Abbado en el final del Adagio de la Novena de Mahler, Lucerna, 2010.
Foto: de la grabación del concierto.

 

Acabo de modificar el aviso legal de este blog, para añadir 2015 en el copyright. Es como estrenar un nuevo cuaderno, y es una excusa tan buena como cualquier otra para felicitaros el nuevo año a los y las visitantes.

Queda atrás un 2014 lleno de contradicciones y sobresaltos. Era Maurois quien decía que el único remedio para los males del siglo es el trabajo, lo curioso es que lo decía hace más de medio siglo, así que su pensamiento ya abarca al menos dos; por eso era un pensador eficaz. Maurois está vigente porque los aspectos esenciales de la vida, que son o sus cosas mas sencillas o sus retos más complicados, no varían tanto como pueda parecer. Si pensamos en tecnología, es frecuente que nos preguntemos: ¿cómo vivíamos antes sin teléfono móvil o sin internet? La respuesta es: nos las arreglábamos bien, con otro ritmo y otros métodos, pero bien. Preguntarse cómo vivíamos antes es certificar que, de hecho, nos comunicábamos y documentábamos perfectamente, lo que nos cuesta es recordar cómo.

Por el camino hemos perdido los olores. Documentarse en la biblioteca de Diputación, en los viejos armarios de madera llenos de millares de fichas, era oler a papel, a cera y madera, a tinta de cinta de máquina de escribir. Ahora hemos perdido los olores como vía de conocimiento, sí, y en parte también el tacto. También vivimos no más rápido, pero sí más urgidos. Hemos perdido confianza y sosiego, somos más ansiosos, nos alarmamos antes. De todos los relatos de terror del último cuarto de siglo, el que creo más espeluznante es el sonido de los móviles que nadie contesta cuando se ha producido una catástrofe. Antes, en cambio, esperábamos en la ignorancia a que el sobresalto golpeara en nuestras puertas. Las noticias nos llegaban, no corríamos hacia ellas.

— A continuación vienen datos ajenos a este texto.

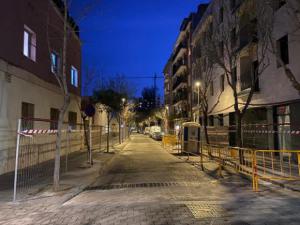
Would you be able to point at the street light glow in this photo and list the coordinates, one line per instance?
(198, 84)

En 2014 ha muerto Claudio Abbado. Su gran capacidad como maestro era precisamente transmitirnos cuánto la música encierra de sosiego, de construcción determinada por el tiempo, pero por completo ajena a él. Abbado suspendía en el aire los silencios. Hay una grabación de la Novena de Mahler en la que esa grandeza es especialmente patente, en Lucerna en 2010, al término del Adagio. Dar volumen al silencio para luego silenciarlo, jugar con él, ese es el poder de un gran Maestro, y es un poder elevado y sublime. La muerte al llevárselo sólo cumple con su noble oficio: qué sería de nosotros sin ella, por mucho que nos joda.

En 2014, en distintos frentes, han batallado y vencido los orcos, con sus arteras emboscadas y sus repugnantes armas, reinando entre ellas la traición. Traición es una palabra que difícilmente admite adjetivos, pues los devora todos, y es también una práctica que lleva años galopando libre y rampante por los campos de la crisis y la necesidad. Frente al mundo del silencio de Abbado, las tarjetas negras, los desahucios o la impunidad ratera de algunos poderosos son chirridos: como cuando de niños nuestra uña raspaba la pizarra al romperse la tiza y el simple sonido nos hería hasta la médula.

Pero en 2014, como siempre sucede, también hemos tenido el sostén inesperado de unos brazos que no esperábamos sentir al lado y están de nuestro lado y empuñan sus espadas, y lo hacen con nobleza en la mirada, y nos hemos empeñado en navegar y navegar, y en esas seguimos, y muchos valores adormecidos -y que volverán a aletargarse- se han hecho más fuertes y poderosos. De fondo en esa eterna lucha no podían faltar los vendedores de pociones voceando, ¡cuánto ruido, y qué deslumbrante, bulliciosa y duradera feria medieval! ¿Podemos recordar aquí que la creación de internet y la telefonía móvil o la navegación gps son sólo relativamente importantes en términos civilizatorios, si consideramos descubrimientos como el arado romano o el molino de agua?

Nosotros, ni para bien ni para mal, no constituimos la humanidad, sino sólo un fragmento, un instante de ella. Seamos positivos, esto también nos exonera de culpas. Y trabajemos para sobrevivir si creemos que, después de todo, merecemos la pena. Yo creo que sí, todos y cada uno de nosotros: sobre todo por nuestra capacidad para comprender la elocuencia de un silencio.